After Life no es una serie sutil. No lo pretende. Al contrario: su chispa nace de administrar los estereotipos de la comedia (los personajes y las situaciones son abiertamente exageradas) a una situación trágica. Y los aplica de una forma ortopédica, pasadísima, como si por un lado discurriera una serie deprimente y odiosa protagonizada por Tony y, por otro todo lado, esta comedia bufa que pulula a su alrededor, donde hay bebés con bigotes nazis y cuajadas cocinadas con leche materna. Semejante contradicción dramática es la que aporta frescura. Una suerte de perplejo expresionismo emotivo, una cáscara de parodia -¿hay que enumerar lo bizarro de los reportajes locales o lo inaudito de las sesiones de psicoterapia?- dinamitada por un protagonista empeñado en cortarse las venas. Lo grotesco como excusa ante el suicidio. Inédito, sin duda.

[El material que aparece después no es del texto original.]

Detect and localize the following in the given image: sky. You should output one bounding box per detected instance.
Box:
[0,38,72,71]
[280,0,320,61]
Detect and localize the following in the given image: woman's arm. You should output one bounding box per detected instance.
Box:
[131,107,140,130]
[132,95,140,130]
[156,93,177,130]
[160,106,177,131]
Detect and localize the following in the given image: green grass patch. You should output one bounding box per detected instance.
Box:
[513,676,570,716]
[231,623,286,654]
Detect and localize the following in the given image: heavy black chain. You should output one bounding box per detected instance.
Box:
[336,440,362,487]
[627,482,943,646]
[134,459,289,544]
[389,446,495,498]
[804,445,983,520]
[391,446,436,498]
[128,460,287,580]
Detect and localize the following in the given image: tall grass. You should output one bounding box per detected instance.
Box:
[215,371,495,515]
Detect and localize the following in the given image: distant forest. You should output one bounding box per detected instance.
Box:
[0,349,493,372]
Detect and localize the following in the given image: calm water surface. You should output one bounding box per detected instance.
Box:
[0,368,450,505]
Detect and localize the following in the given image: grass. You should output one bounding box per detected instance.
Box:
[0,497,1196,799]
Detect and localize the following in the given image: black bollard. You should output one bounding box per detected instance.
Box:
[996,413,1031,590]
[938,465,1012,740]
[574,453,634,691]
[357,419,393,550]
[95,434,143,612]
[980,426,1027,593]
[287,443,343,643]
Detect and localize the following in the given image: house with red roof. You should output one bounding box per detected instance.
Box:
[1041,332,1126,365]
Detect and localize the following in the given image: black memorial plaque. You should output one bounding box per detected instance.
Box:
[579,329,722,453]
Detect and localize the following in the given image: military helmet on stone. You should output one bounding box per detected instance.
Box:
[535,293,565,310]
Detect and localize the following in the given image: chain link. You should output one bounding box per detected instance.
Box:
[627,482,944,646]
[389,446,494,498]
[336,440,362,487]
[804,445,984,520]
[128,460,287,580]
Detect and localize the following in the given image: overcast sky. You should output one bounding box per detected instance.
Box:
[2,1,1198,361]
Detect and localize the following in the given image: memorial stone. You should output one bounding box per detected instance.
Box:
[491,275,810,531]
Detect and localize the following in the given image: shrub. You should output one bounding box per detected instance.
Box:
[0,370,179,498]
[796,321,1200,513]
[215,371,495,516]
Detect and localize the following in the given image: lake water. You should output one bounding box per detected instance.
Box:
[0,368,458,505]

Los momentos más entrañables de After Life son las conversaciones de cementerio con la viuda Anne. En una de las más reveladoras, Anne cita un proverbio griego y le añade una coda pastoral: “Una sociedad crece bien cuando las personas plantan árboles cuya sombra saben que nunca disfrutarán. Las buenas personas hacen cosas por otras personas. Eso es todo. Fin”. Una cuestión tan vieja  e irresoluble como el hombre -¿por qué el dolor?- se aborda en After Life a porta gayola, con una franqueza simplista. “Simplista” en sentido positivo: ahuyentando los esnobismos misántropos (qué divertida la cena con la viuda) y agotando las sesudas disquisiciones existencialistas (qué cansalmas es Tony en el trabajo).

Afterlife 2

El viaje moral de Tony constituye un re-aprendizaje, previsible en su luminosidad básica: la salvación son los otros y la vida es una batalla que merece la pena dar, precisamente porque existe la muerte. Los límites son lo que obligan a exprimirla. O, como diría Bonhoeffer, “la gratitud transforma el tormento de la memoria en alegría silenciosa”. ¿Qué hay, pues, después de la vida? Gratitud. Y que cada cual escoja el Valhalla desde donde disfrutarla.